Yoshiro Mori, president of the Tokyo 2020 Olympics organising committee, is set to step down over sexist remarks he made that women talked too much, the Fuji News Network reported on Thursday.
The comments, made at a Japanese Olympic Committee board meeting in the first week of February, set off a firestorm at home and abroad and could become the latest obstacle to the 2020 Summer Games, already postponed for a year due to the coronavirus pandemic.
Mori is likely to express his intention to step down on Friday when organisers of the Tokyo Olympics will hold a gathering of executive board members, the Mainichi daily newspaper reported.

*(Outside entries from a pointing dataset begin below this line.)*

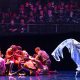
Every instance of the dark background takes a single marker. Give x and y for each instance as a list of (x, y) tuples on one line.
[(47, 42)]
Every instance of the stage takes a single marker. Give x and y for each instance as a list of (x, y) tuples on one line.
[(61, 75)]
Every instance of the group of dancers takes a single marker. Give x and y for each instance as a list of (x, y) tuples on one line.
[(18, 62)]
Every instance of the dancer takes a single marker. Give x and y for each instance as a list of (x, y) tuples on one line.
[(73, 47)]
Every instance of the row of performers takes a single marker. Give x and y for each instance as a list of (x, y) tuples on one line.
[(19, 62)]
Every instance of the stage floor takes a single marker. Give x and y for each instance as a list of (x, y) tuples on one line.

The meeting was organised over Mori's remark.
At a hastily called news conference on February 4, Mori retracted his remarks and said they were "inappropriate" and against the Olympic spirit, but he declined, at that point, to resign.
When pressed on whether he really thought women talked too much, he said: "I don't listen to women that much lately, so I don't know".
A former prime minister whose tenure was marred by gaffes and blunders, Mori's comments drew sharp comments on social media and in parliament, with opposition lawmakers demanding his resignation.
The Tokyo Games had overcome a number of obstacles, including ballooning costs and a plagiarism scandal involving the official logo, before being postponed by the coronavirus pandemic.
Nearly 80 per cent of the Japanese public are opposed to holding the Summer Games as scheduled this year due to concerns about the coronavirus, recent polls show.